La femme de Victoriaville est parmi les 16 565 chasseurs du Québec à s’être levés avant l’aube pendant plus de deux semaines en mai dernier, soit 2000 de plus que l'an passé. Cachés dans les buissons, ils ont imité le glouglou du dindon femelle pour attirer les mâles.

Plus du tiers des chasseurs québécois ont réussi à attraper au moins un dindon, selon les données du ministère des Forêts, de la Faune et des Parcs, et 12 % ont réussi l’exploit d’en tuer un deuxième.

Année record

La saison 2017 de la chasse au dindon sauvage bat d’ailleurs tous les records. Non seulement y a-t-il huit fois plus de chasseurs qu’en 2008, mais le nombre de dindons récoltés est quant à lui en hausse de 29 % par rapport à 2016.

«Le gibier est abondant et les chasseurs peaufinent leurs techniques», soutient le biologiste du ministère François Lebel.

Même si les chasseurs de dindon sauvage sont aujourd’hui huit fois plus nombreux qu’en 2008, il y a «encore de la place» pour d’autres, assure M. Lebel.

Il reconnaît cependant que les territoires plus densément peuplés, en Estrie ou en Montérégie, où les dindons sont très répandus, posent un défi d’espace. En effet, il y a très peu de terres publiques pour les chasseurs, qui doivent demander des permissions aux propriétaires et aux agriculteurs pour utiliser leur terrain.

Deux fois plus

Par contre, les dindons sauvages commencent à se déplacer de plus en plus sur le territoire québécois.

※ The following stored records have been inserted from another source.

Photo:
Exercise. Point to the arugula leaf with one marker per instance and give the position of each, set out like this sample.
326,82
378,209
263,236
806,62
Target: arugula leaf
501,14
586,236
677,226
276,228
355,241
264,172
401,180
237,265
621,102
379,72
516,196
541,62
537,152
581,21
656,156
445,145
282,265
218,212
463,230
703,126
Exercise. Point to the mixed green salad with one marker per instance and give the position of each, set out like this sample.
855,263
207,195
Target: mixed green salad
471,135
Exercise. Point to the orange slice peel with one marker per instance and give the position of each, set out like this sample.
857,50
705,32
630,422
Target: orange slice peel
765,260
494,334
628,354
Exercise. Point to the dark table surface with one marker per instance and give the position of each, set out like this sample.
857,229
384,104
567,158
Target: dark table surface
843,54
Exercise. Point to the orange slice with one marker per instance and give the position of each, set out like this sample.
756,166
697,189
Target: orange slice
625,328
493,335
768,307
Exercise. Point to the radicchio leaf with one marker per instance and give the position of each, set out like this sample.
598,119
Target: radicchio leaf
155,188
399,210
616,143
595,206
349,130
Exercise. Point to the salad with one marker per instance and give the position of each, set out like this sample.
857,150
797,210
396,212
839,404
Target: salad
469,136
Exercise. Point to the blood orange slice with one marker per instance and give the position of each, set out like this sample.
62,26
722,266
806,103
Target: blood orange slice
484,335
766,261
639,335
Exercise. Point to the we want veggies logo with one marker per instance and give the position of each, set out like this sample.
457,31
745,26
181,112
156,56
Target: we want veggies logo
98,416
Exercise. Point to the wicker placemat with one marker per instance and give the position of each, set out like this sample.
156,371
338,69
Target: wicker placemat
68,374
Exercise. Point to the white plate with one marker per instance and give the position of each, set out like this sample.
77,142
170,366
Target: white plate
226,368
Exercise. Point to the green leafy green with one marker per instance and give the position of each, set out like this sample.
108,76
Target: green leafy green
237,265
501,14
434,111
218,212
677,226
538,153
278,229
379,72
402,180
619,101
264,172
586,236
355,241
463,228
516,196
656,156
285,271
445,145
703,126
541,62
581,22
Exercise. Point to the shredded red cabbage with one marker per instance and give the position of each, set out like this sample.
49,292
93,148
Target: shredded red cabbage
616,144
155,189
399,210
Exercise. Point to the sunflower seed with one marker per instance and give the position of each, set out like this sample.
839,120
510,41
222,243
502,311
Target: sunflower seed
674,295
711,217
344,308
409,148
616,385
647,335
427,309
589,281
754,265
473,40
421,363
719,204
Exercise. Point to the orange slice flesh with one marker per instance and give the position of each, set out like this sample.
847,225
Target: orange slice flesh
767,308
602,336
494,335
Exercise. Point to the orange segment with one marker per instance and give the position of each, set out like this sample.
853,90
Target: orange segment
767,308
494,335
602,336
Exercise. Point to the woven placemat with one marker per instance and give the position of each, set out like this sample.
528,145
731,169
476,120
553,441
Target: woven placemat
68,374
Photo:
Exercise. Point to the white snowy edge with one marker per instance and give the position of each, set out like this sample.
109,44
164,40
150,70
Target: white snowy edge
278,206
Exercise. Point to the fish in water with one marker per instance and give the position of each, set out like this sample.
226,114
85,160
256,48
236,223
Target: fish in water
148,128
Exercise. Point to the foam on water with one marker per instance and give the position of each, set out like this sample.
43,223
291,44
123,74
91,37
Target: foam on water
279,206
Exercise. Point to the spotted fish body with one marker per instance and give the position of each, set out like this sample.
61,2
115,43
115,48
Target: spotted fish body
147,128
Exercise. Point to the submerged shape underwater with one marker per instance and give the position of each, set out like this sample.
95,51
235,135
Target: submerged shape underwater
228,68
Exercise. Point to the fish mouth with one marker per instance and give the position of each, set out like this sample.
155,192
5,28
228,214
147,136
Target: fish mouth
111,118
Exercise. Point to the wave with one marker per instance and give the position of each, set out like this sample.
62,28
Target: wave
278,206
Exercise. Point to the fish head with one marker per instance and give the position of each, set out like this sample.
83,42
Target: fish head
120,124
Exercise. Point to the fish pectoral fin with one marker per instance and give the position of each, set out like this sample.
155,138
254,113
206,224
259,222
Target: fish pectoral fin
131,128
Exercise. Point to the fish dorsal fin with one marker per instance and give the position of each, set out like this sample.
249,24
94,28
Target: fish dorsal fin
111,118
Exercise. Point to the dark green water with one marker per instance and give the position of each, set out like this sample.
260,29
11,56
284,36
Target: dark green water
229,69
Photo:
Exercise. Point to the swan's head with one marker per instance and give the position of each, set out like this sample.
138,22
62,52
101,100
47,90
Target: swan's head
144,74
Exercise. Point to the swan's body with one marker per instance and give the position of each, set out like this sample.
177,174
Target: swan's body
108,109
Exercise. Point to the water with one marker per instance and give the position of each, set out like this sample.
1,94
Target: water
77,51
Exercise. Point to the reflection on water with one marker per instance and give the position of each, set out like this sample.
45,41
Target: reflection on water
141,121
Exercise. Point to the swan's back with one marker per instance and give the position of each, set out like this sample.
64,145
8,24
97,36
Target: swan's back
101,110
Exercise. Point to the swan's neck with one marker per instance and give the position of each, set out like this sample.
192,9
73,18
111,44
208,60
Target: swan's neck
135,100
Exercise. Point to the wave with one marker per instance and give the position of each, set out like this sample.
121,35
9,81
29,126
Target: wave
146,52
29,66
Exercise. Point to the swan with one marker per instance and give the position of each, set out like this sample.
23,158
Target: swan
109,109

Cette année, par exemple, deux fois plus de dindons ont été tués dans les régions de Lanaudière, des Laurentides et de Québec.

Selon M. Lebel, c’est le défi qui attire autant de chasseurs à traquer ce gibier, mais aussi le fait de les voir plus fréquemment dans les champs.

Après la saison dernière, où elle est restée bredouille, Mme Isabel a mis la main sur un mâle de 24 livres ce printemps, que son boucher lui a découpé en belles pièces de viande.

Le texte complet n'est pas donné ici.